With my current configuration, I can chill ~7.5 gallons of wort from a boil to <55F in under 10 minutes. With how I have things configured, I don't expect summer to impact things much, if at all. For me, it's more about getting the wort to the pitching temp, so that I can set it to ferment and get on with other things.
 

I think the last batch was to under 50F in maybe 8 minutes. I need to get better at changing over to going into fermenter with the chilling wort. So that I stay above 55F. Otherwise, I actually need to warm it back up so that the yeast is happy.

I know, first world home brewing 'issues'... lol
 
I think we're all agreed that we need to get the yeast in the fermentor asap, seal it up and let the yeast get on with it before any bacteria gets in the way. You can't pitch yeast in to wort that's just off the boil; the yeast will not be happy. You need to cool it. So leaving the cold break argument to one side the sooner you can do it for these reasons the better. That's why, in response to a previous poster who said "when did this become a race", I feel it is. Not among brewers of course, but against the clock ;)
:

Cheers!

Like i had mentioned in an earlier post i put the hot wort into the fermentor and seal it with a sanitised airlock.The heat prevents any bacteria from messing with it and when it cools naturally i pop open the top and put my yeast into it.My beer tastes great and i just `relax,dont worry,and have a homebrew.`But also as i had mentioned previously i would not want to use this same practice if i were doing any other style of beer and indeed would want to use SOME form of chiller.

Cheers.
 
I've done 3 batches (my entire brewing history to this date...lol )using the ice bath in the sink method. I'm making my own immersion chiller tonight as a matter a fact, just have to pick up the copper tubing tonight at the local hardware store.
 
The more I think about NE Ohio weather,I'm still inclined to make a dual coil chiller. The 1st coil in an ice cream bucket of ice water coming in from the tap. Then up & over to the coil in the hot wort,then out to the sink. I've measured 80F in water from the tap in the heat of summer. gotta knock off 10-15 degrees imo to get a good pitch temp. Along with very cold jugs of spring water for top off.
 
Not a glass fermentor (i.e., carboy), I hope?

Nope...I use the "Ale Pail" for primary of the beers.
The carboys get used for secondary racking if i bother doing it and for the ciders/wines i make.

ATM have a 5 gal, a 6 gal, and about 30 1 gallon glass carboys
(yes i went overboard on the 1-gal carboys but they were 2 bux each)

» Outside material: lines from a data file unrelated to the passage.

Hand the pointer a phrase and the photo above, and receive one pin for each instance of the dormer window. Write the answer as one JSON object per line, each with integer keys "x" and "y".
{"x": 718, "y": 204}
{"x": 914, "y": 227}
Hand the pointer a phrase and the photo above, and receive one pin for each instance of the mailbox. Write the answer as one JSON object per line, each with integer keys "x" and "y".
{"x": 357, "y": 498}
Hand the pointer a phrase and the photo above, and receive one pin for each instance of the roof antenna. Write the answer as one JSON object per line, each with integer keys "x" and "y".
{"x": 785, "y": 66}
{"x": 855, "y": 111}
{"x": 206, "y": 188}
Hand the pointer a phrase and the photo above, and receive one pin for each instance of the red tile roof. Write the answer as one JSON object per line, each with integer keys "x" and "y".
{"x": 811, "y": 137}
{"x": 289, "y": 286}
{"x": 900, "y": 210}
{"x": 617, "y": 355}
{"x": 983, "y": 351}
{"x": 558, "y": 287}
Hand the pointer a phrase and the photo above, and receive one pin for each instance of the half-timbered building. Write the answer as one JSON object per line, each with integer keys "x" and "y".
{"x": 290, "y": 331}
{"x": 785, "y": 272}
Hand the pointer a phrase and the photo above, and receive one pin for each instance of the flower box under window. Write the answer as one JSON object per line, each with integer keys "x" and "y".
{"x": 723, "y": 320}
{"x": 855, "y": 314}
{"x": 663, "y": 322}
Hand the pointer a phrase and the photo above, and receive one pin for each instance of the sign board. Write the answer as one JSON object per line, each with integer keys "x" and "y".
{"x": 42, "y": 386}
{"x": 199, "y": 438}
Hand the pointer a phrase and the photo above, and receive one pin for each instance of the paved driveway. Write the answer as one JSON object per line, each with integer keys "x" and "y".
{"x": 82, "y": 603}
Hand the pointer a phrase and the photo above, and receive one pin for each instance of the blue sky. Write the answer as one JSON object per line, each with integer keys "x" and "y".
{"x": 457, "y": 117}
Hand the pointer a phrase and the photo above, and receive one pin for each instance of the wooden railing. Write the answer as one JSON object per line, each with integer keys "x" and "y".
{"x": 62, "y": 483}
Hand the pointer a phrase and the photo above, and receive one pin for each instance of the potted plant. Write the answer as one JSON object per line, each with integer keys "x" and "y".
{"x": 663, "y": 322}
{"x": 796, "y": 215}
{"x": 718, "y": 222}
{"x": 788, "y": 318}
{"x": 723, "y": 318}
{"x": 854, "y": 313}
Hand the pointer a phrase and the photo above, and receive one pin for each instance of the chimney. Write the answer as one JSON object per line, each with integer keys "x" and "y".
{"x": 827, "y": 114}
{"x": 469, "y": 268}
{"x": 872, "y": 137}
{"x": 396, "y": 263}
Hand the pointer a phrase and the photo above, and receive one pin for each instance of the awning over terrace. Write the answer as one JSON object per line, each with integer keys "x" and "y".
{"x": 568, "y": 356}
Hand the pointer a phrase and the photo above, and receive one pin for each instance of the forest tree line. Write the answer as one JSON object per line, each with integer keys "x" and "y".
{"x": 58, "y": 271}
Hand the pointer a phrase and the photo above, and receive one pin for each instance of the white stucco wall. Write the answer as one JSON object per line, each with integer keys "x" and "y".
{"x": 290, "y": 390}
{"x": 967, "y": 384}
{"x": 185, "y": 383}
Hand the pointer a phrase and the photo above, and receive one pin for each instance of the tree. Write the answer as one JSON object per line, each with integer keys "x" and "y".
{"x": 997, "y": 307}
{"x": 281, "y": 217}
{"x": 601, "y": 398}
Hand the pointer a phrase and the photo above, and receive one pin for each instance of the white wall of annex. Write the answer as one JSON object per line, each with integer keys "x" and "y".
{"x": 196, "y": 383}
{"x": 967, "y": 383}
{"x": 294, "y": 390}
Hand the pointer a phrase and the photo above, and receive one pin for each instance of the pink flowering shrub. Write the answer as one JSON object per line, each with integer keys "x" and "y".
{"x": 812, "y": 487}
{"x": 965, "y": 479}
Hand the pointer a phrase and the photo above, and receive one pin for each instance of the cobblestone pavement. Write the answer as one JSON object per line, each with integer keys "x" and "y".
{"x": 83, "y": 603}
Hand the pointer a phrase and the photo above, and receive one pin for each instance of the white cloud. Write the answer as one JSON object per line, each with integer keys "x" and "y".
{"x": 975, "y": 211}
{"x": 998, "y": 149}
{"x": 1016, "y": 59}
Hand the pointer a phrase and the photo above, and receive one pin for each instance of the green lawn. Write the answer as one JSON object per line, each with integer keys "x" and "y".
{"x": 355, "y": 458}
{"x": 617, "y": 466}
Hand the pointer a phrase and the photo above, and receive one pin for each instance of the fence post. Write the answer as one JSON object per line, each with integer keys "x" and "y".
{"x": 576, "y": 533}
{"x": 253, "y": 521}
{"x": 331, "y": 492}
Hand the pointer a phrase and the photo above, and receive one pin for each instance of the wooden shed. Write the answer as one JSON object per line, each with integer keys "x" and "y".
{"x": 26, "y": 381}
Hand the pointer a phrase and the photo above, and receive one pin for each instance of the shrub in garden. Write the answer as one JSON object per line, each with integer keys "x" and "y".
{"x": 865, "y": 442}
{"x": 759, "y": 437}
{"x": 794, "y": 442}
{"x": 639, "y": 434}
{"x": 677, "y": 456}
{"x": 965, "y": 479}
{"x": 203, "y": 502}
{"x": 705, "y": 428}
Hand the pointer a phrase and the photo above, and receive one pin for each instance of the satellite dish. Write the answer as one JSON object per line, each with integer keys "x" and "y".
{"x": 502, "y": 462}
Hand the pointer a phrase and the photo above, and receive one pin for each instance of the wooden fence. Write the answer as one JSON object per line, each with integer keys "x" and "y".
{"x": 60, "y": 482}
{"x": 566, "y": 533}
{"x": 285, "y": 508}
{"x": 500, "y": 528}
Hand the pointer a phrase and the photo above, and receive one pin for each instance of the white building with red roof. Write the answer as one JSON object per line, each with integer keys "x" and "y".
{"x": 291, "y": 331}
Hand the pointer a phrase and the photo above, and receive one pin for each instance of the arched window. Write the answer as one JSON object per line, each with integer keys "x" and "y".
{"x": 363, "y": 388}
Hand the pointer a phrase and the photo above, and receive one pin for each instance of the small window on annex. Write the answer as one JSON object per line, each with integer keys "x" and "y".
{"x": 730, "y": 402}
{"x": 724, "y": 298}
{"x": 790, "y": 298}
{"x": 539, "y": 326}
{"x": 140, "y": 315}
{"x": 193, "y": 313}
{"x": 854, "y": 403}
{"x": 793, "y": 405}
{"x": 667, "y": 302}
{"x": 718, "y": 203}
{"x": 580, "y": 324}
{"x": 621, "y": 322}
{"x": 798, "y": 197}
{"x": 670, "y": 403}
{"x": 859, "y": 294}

:mug::mug::mug::mug::mug::mug::mug:
 
I made myself a immersion worth chiller this evening. It probably wasn't any cheaper than purchasing a new one but I had fun making it and I got to support my local independent hardware store in the process. I didn't have a spring type bender and they were out of stock so the owner gave me his out of his tool box and told me to return it when I was done, don't get that kind of service from a big box store :)

Use a small coffee can to wrap the inner coils and a paint can to wrap the outer.